LanceQL

A browser-based Lance file reader with SQL and vector search support. Query Lance datasets directly in your browser using HTTP Range requests - no server required.

@logic_table: Business Logic That Runs WITH Your Data - Compile Python to native GPU kernels. Eliminates Python interpreter overhead for UDF-style workflows.

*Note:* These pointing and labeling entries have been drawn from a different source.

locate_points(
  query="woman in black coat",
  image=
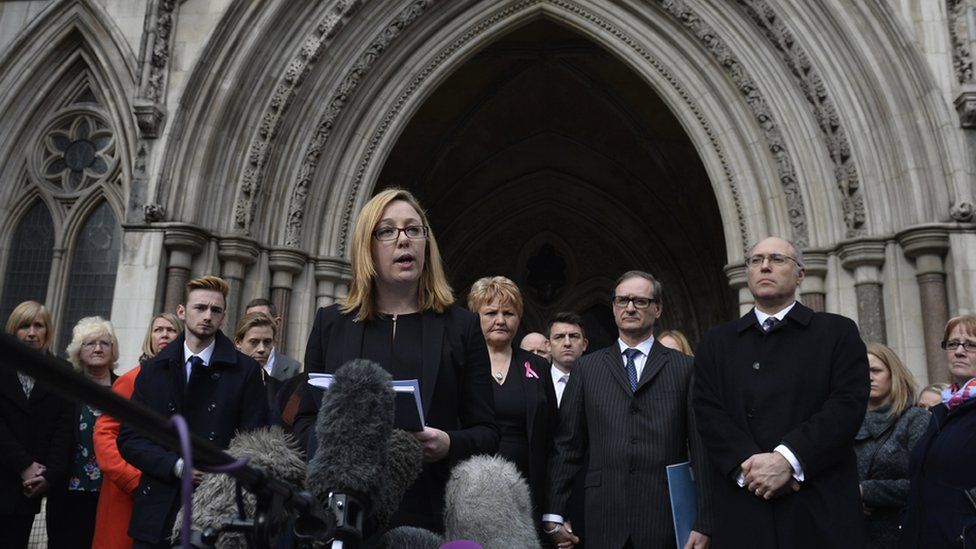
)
(890, 430)
(400, 313)
(35, 432)
(941, 508)
(525, 404)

Live Demo: https://teamchong.github.io/lanceql

Documentation:

SQL Reference - Complete SQL dialect reference
Vector Search Guide - Semantic search with NEAR clause
@logic_table - Compile Python to native GPU kernels

When to Use LanceQL

Use Case	LanceQL
Query columnar files in browser	Direct SQL on Lance/Parquet, no backend needed
Semantic search on embeddings	Built-in vector search with IVF-PQ indices
Python UDFs that are too slow	@logic_table compiles Python to native code
Time-travel queries	Query any historical version
Query remote data efficiently	HTTP Range requests - only fetch what you need

Features

All Platforms

Vector Search - Semantic search with NEAR clause using MiniLM/CLIP embeddings
Time Travel - Query historical versions with read_lance(url, version)

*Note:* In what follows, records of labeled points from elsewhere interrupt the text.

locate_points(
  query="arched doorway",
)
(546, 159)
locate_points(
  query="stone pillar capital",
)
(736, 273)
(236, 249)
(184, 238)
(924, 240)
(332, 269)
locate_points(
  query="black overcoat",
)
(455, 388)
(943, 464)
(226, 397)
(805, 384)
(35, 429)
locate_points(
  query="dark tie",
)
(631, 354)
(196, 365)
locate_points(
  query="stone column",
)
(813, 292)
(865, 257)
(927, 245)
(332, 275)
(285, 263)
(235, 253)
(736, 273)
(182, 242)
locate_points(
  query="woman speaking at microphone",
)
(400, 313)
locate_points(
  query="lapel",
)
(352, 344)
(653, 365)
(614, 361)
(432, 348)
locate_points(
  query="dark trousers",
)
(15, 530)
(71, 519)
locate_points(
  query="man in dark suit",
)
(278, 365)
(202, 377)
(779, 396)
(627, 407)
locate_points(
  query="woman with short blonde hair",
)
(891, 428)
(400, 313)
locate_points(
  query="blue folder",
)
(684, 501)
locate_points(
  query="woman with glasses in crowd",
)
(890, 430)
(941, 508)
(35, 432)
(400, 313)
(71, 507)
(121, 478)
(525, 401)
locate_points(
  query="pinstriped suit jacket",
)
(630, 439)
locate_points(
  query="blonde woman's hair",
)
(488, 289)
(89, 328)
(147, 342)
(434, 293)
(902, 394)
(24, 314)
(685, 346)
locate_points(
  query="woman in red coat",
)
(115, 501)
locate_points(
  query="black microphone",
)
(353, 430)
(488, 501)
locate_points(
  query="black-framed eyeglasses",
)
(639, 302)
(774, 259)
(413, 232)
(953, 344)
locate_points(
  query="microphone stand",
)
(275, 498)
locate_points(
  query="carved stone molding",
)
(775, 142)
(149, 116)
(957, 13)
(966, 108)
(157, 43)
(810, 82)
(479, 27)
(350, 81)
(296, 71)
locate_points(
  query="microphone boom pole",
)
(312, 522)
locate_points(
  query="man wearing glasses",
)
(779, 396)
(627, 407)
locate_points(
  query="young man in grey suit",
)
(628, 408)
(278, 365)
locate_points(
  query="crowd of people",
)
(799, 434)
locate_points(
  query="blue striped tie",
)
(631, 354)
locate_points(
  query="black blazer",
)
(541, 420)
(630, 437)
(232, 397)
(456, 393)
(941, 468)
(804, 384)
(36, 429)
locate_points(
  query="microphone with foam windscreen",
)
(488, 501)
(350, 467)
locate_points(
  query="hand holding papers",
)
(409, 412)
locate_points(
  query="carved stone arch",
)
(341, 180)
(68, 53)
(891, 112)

Browser (WASM + JavaScript)

SQL - SELECT, WHERE, ORDER BY, LIMIT, aggregations (COUNT, SUM, AVG, MIN, MAX)
HTTP Range Requests - Only fetch the bytes you need, not the entire file
Local + Remote - Drag & drop local files or load from URL
DataFrame API - dataset.df().filter(...).select(...).limit(50)

Node.js/Python (Native)

Full SQL - ORDER BY, GROUP BY, DISTINCT, all aggregations
Data Types - int32/64, float32/64, bool, string, timestamp (s/ms/us/ns), date32/64
Parameterized Queries - Bind values with ? placeholders
Drop-in APIs - better-sqlite3 (Node.js), pyarrow.parquet (Python)

Installation

Browser (WASM)

npm install lanceql  # WIP - not yet published

Node.js (Native) - WIP

npm install @lanceql/node  # WIP - not yet published

Drop-in replacement for better-sqlite3 with Lance columnar files:

// Instead of: const Database = require('better-sqlite3');
const Database = require('@lanceql/node');

const db = new Database('dataset.lance');
const rows = db.prepare('SELECT * FROM data WHERE id > ?').all(100);

Python - WIP

pip install metal0-lanceql  # WIP - not yet published

Drop-in replacement for pyarrow.parquet with Lance columnar files:

# Instead of: import pyarrow.parquet as pq
import metal0.lanceql as pq

table = pq.read_table('dataset.lance')
df = table.to_pandas()

Quick Start

Browser Demo

cd examples/wasm
python -m http.server 3000
# Open http://localhost:3000

Default dataset: 1M LAION images with text embeddings at https://data.metal0.dev/laion-1m/images.lance

SQL Examples

See SQL Reference for complete documentation.

-- Local uploaded file
SELECT * FROM read_lance(FILE) LIMIT 50
SELECT * FROM read_lance(FILE, 24) LIMIT 50  -- with version

-- Remote URL
SELECT * FROM read_lance('https://data.metal0.dev/laion-1m/images.lance') LIMIT 50
SELECT * FROM read_lance('https://...', 24) LIMIT 50  -- with version

-- Filter
SELECT url, text, aesthetic FROM read_lance(FILE)
WHERE aesthetic > 0.5
LIMIT 100

-- Aggregations
SELECT COUNT(*), AVG(aesthetic), MAX(aesthetic) FROM read_lance(FILE)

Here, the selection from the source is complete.